Distinguished Achievement and Contributions Award

Takao NISHIZEKI

Takao NISHIZEKI  Dr. Takao Nishizeki graduated from the Department of Electrical Communications, Faculty of Engineering, Tohoku University in March 1969. He completed his doctorate course in electrical and communications engineering at the same university and was awarded a Ph.D. in March 1974. He became a research associate at the Faculty of Engineering of Tohoku University in April of the same year, and was promoted to an associate professor in June 1976 and a professor in April 1988. From April 1977 through March 1978, he was a visiting mathematician at Carnegie-Mellon University. He retired from the Graduated School of Information Sciences in March 2010, becoming a professor emeritus of Tohoku University, but continued teaching as a professor at the Informatics Department of Kwansei Gakuin University until March 2015. From April 2016 he has been an Auditor of the Japan Advanced Institute of Science and Technology.
   Dr. Nishizeki has undertaken a wide range of research related to computer science, algorithm theory, graph theory and information security, and he has also devoted himself to educating a large number of students who have gone on to become excellent researchers and engineers in academia and industry.
   His major achievements are summarized below.
(1) Linear-time algorithms for structured graphs: graphs representing connection of internets, traffic networks, etc. have distinctive features; most of them are of so-called tree-structures. He showed that most combinatorial problems can be solved in linear time for such graphs. This result inspired the development of the new area of research glinear-time algorithms for structured graphs.h (2) Efficient discrete algorithms: Another research contribution was to design a large number of efficient graph algorithms, based on his own developments in graph theory. A graph is called planar if it can be embedded on the 2-dimentional plane without edge-crossings.
   He gave very efficient algorithms for most of the important combinatorial problems on planar graphs such as plane embedding, colorings, Hamiltonian cycles, independent vertex sets, multi-commodity flows, etc.
(3) Graph drawing algorithms: The problem of drawing graphs suitably under various conditions often appears in numerous areas of science and technology such as visualization of the internet and traffic networks.

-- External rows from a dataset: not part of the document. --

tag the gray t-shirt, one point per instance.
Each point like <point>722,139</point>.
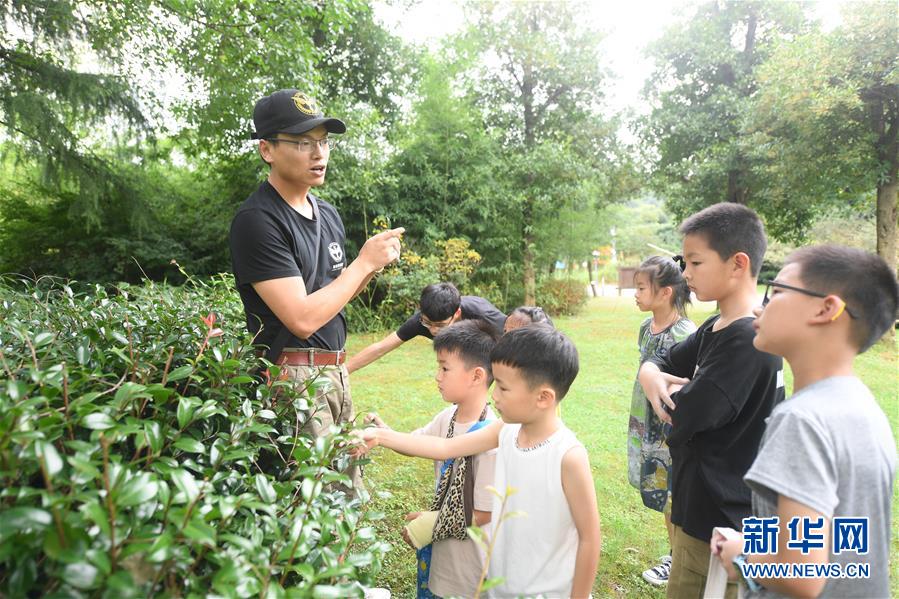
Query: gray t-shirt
<point>830,448</point>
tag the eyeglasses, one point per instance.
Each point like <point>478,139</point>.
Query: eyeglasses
<point>306,145</point>
<point>769,284</point>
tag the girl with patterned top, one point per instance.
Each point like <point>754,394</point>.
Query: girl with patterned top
<point>661,289</point>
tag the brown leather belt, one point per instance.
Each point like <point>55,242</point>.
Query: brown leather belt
<point>311,357</point>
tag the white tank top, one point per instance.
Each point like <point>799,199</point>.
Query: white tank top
<point>534,552</point>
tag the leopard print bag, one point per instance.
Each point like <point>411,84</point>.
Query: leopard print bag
<point>454,498</point>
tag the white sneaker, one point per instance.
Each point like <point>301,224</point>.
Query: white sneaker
<point>658,575</point>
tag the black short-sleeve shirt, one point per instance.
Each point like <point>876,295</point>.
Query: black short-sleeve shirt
<point>271,240</point>
<point>472,307</point>
<point>718,423</point>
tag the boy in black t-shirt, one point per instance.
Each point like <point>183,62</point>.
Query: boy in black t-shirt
<point>715,389</point>
<point>440,305</point>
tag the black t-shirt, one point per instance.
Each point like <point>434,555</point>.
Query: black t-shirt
<point>472,307</point>
<point>718,423</point>
<point>271,240</point>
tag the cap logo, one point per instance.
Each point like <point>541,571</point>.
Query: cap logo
<point>304,103</point>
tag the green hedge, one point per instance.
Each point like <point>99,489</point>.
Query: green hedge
<point>139,456</point>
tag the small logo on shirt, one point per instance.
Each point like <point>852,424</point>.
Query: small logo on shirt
<point>336,251</point>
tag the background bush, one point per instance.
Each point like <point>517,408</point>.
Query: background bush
<point>561,296</point>
<point>139,456</point>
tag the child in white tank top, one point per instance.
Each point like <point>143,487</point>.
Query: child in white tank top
<point>552,549</point>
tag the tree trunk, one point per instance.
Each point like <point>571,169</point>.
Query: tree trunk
<point>886,221</point>
<point>530,278</point>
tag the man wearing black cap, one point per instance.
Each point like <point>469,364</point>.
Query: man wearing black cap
<point>287,253</point>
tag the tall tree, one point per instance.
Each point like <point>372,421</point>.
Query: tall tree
<point>539,84</point>
<point>827,117</point>
<point>77,102</point>
<point>704,78</point>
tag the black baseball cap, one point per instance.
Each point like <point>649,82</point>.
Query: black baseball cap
<point>290,111</point>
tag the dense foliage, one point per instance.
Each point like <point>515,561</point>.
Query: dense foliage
<point>140,456</point>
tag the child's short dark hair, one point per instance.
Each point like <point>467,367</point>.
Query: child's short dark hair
<point>729,228</point>
<point>862,280</point>
<point>439,301</point>
<point>543,355</point>
<point>472,340</point>
<point>536,314</point>
<point>664,272</point>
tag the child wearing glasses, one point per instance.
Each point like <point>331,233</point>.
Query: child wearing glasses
<point>728,390</point>
<point>827,453</point>
<point>661,290</point>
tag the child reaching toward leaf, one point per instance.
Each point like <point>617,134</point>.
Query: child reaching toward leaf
<point>552,548</point>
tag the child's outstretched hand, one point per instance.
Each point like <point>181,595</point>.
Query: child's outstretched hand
<point>726,548</point>
<point>659,392</point>
<point>372,419</point>
<point>364,440</point>
<point>409,518</point>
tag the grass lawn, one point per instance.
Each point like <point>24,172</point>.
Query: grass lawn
<point>400,387</point>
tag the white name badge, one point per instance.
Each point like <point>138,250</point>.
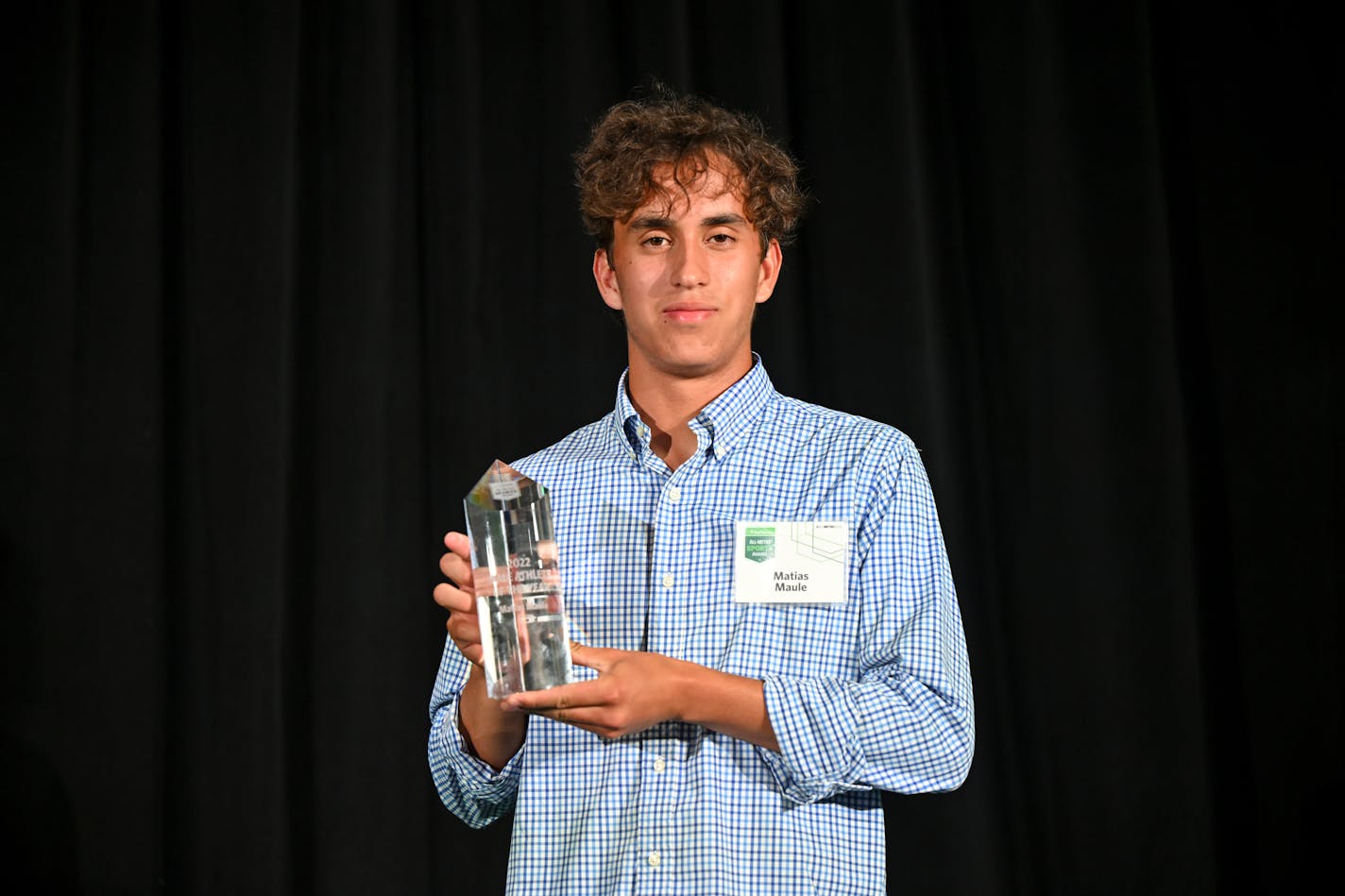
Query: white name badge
<point>790,563</point>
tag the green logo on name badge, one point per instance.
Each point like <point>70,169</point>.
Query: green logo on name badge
<point>758,544</point>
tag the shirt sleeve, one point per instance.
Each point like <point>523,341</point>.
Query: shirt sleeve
<point>469,787</point>
<point>908,722</point>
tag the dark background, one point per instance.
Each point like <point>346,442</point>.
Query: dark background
<point>281,279</point>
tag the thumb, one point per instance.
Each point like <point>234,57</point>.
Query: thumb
<point>596,658</point>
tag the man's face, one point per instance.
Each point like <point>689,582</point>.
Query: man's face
<point>688,279</point>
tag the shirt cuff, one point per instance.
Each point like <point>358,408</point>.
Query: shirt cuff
<point>815,724</point>
<point>475,776</point>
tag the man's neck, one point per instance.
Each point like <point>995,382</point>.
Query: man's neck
<point>668,404</point>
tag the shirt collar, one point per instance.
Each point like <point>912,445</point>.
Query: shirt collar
<point>724,421</point>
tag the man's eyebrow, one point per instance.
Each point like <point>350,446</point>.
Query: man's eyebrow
<point>726,218</point>
<point>658,222</point>
<point>650,222</point>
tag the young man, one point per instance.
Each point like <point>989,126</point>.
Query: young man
<point>719,740</point>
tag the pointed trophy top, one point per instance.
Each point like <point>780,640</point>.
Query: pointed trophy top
<point>502,483</point>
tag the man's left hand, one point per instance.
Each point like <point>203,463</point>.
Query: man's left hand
<point>634,690</point>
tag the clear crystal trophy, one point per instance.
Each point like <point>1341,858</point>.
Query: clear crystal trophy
<point>525,635</point>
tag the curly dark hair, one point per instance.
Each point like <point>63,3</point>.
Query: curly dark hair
<point>635,139</point>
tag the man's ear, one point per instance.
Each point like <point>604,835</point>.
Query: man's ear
<point>605,278</point>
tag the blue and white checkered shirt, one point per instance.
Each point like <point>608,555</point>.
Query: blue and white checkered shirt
<point>872,693</point>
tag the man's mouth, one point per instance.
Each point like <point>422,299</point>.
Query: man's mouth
<point>688,313</point>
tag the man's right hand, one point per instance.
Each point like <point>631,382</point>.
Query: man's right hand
<point>457,596</point>
<point>488,731</point>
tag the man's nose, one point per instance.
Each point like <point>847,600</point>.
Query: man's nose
<point>689,268</point>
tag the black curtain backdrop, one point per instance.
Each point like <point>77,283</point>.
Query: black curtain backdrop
<point>281,279</point>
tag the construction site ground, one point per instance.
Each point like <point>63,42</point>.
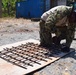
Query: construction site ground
<point>14,30</point>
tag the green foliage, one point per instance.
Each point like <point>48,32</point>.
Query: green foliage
<point>8,7</point>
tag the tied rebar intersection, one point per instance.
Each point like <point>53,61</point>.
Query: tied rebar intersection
<point>27,54</point>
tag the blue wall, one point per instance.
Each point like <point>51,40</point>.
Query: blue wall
<point>31,8</point>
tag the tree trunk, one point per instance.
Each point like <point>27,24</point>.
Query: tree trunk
<point>0,8</point>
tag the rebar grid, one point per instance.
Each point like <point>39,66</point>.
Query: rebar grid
<point>27,54</point>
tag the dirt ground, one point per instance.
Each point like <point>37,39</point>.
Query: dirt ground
<point>13,30</point>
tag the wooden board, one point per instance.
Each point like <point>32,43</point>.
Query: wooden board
<point>7,68</point>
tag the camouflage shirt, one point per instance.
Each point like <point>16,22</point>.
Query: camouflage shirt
<point>59,13</point>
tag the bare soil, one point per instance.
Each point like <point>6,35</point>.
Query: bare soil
<point>14,30</point>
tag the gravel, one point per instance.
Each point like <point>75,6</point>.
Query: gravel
<point>13,30</point>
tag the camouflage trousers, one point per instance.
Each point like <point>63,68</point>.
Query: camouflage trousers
<point>66,32</point>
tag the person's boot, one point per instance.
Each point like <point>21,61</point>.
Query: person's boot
<point>65,48</point>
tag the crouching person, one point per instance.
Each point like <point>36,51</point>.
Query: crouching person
<point>58,20</point>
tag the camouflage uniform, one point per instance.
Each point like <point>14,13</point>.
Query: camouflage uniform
<point>49,26</point>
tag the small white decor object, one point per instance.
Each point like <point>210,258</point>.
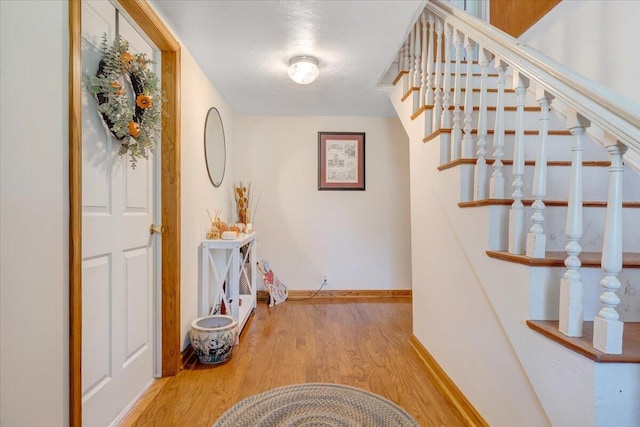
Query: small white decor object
<point>213,338</point>
<point>277,290</point>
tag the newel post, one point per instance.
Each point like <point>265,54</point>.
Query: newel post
<point>607,326</point>
<point>516,213</point>
<point>571,287</point>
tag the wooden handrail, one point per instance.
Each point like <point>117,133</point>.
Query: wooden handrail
<point>612,113</point>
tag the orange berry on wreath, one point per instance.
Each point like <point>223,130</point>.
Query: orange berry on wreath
<point>143,101</point>
<point>134,129</point>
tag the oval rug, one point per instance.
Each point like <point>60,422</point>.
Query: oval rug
<point>315,404</point>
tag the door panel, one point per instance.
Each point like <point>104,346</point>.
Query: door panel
<point>119,255</point>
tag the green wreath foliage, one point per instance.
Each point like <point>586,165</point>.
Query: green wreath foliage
<point>136,125</point>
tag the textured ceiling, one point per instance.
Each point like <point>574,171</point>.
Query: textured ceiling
<point>244,48</point>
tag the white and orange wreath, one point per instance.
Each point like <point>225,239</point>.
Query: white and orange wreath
<point>135,121</point>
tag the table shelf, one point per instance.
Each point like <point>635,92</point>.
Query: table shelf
<point>226,261</point>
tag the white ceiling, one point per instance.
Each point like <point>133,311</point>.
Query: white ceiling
<point>244,48</point>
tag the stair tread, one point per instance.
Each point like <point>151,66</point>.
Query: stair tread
<point>584,344</point>
<point>556,259</point>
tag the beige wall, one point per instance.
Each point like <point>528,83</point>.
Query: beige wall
<point>34,207</point>
<point>198,194</point>
<point>359,239</point>
<point>34,214</point>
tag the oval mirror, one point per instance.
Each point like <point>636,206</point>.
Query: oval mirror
<point>214,147</point>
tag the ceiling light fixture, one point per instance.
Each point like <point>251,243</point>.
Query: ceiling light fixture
<point>303,69</point>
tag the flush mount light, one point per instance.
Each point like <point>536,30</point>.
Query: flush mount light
<point>303,69</point>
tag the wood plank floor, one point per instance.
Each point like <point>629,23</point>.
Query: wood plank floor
<point>345,341</point>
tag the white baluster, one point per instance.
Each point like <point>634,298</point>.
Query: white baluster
<point>405,66</point>
<point>571,286</point>
<point>457,114</point>
<point>445,138</point>
<point>417,57</point>
<point>437,106</point>
<point>536,239</point>
<point>496,183</point>
<point>516,213</point>
<point>423,56</point>
<point>446,94</point>
<point>411,60</point>
<point>468,101</point>
<point>480,181</point>
<point>430,95</point>
<point>607,327</point>
<point>417,73</point>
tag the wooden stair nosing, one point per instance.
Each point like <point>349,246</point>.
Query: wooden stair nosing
<point>399,76</point>
<point>584,345</point>
<point>507,162</point>
<point>409,92</point>
<point>527,202</point>
<point>420,111</point>
<point>556,259</point>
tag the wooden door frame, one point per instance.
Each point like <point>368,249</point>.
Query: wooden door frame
<point>146,18</point>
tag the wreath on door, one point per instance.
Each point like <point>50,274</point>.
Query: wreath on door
<point>133,117</point>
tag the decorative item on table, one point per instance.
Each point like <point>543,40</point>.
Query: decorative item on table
<point>217,226</point>
<point>245,204</point>
<point>134,121</point>
<point>277,290</point>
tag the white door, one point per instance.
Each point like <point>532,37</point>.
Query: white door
<point>118,253</point>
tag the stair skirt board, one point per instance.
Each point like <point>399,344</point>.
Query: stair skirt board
<point>357,294</point>
<point>447,388</point>
<point>584,344</point>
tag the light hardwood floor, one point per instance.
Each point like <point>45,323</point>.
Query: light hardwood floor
<point>362,343</point>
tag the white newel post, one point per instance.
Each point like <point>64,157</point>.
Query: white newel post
<point>607,327</point>
<point>516,213</point>
<point>480,180</point>
<point>468,101</point>
<point>445,138</point>
<point>496,183</point>
<point>571,287</point>
<point>437,106</point>
<point>428,116</point>
<point>417,74</point>
<point>456,132</point>
<point>423,65</point>
<point>536,239</point>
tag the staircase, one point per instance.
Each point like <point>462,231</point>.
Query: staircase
<point>525,216</point>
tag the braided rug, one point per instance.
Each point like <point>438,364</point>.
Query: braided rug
<point>315,404</point>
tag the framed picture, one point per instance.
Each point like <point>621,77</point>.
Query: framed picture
<point>341,161</point>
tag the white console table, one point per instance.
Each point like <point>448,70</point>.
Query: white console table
<point>222,262</point>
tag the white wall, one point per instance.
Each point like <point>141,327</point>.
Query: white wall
<point>198,194</point>
<point>452,315</point>
<point>590,37</point>
<point>34,206</point>
<point>359,239</point>
<point>34,214</point>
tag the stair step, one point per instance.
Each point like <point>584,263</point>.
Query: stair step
<point>556,259</point>
<point>584,344</point>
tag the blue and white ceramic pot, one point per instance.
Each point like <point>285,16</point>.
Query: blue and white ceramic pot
<point>213,338</point>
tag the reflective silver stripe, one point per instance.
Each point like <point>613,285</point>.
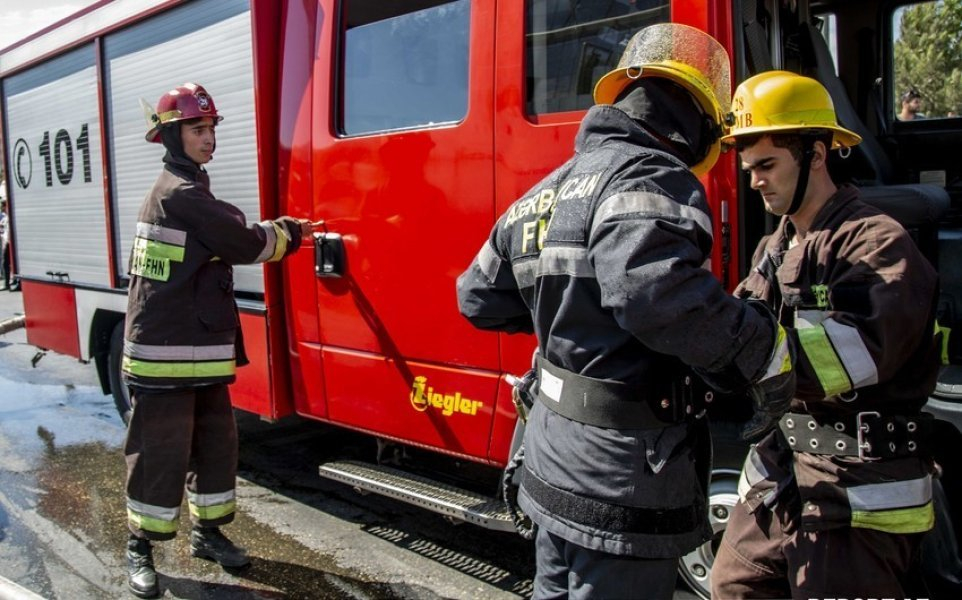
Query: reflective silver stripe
<point>525,272</point>
<point>558,260</point>
<point>852,352</point>
<point>158,233</point>
<point>648,205</point>
<point>489,262</point>
<point>753,472</point>
<point>270,244</point>
<point>210,499</point>
<point>187,353</point>
<point>565,260</point>
<point>157,512</point>
<point>809,318</point>
<point>892,494</point>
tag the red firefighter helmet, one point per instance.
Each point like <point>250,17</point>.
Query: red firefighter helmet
<point>188,101</point>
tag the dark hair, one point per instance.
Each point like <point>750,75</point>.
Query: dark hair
<point>910,94</point>
<point>791,141</point>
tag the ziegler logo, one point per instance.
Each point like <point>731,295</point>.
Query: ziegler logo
<point>423,396</point>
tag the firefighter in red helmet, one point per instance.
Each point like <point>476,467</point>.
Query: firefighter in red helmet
<point>182,341</point>
<point>613,283</point>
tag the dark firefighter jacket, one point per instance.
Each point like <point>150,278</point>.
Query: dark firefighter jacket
<point>862,300</point>
<point>182,321</point>
<point>605,260</point>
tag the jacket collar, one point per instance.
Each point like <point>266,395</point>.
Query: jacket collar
<point>186,168</point>
<point>606,124</point>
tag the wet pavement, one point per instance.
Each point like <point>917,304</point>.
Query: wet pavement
<point>62,517</point>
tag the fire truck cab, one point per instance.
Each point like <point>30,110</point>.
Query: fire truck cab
<point>408,127</point>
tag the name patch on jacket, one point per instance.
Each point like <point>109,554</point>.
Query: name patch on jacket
<point>543,201</point>
<point>151,259</point>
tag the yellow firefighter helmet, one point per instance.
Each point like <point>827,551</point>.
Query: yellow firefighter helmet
<point>782,102</point>
<point>682,54</point>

He is the first who started the algorithmic research of graph drawings. One of his early results in this area was a linear-time algorithm to obtain a convex drawing of planar graphs, in which every inner face is drawn as a convex polygon. He also introduced many new drawing methods such as box-rectangular drawings, inner rectangular drawings, octagonal drawings with prescribed face areas, etc.
(4) Multiple assignment secret sharing schemes: Secret sharing schemes refer to methods for distributing a secret amongst a group of participants, each of whom is allocated a share of the secret. The secret can be reconstructed only when a sufficient number of shares are combined together. The most famous of these is the Shamirfs (k,n)-threshold scheme, by which any group of k or more players among n participants can together reconstruct the secret but no group of fewer than k players can. Dr. Nishizeki et al. proposed a new scheme called a multiple assignment scheme, which can realize any monotone access structure.
   For the achievements mentioned above, Dr. Nishizeki has received numerous awards such as the IEICE Achievement Award, IEICE Best Paper Award, Funai Information Science Promotion Award, and the MEXT Commendation for Science and Technology, etc. He is a Fellow of many distinguished academic and scientific societies including ACM, IEEE, IEICE, IPSJ and the Bangladesh Science Academy.
   His contributions to society include his service as a vice president of the Information and Systems Society, the director of the Tohoku Section and the Chair of the Technical Committee on Computation of the IEICE, and a member of various committees related to national science and technology policies, for MEXT and the Science Council of Japan. He also founded the International Symposium on Algorithms and Computation, which has grown to be one of the major theory symposiums on computer science.
   As described above, his contributions to the fields of electronics, information and communications have been truly outstanding and we confidently believe that Dr. Nishizeki is worthy of receiving the Distinguished Achievement and Contributions Award from the IEICE.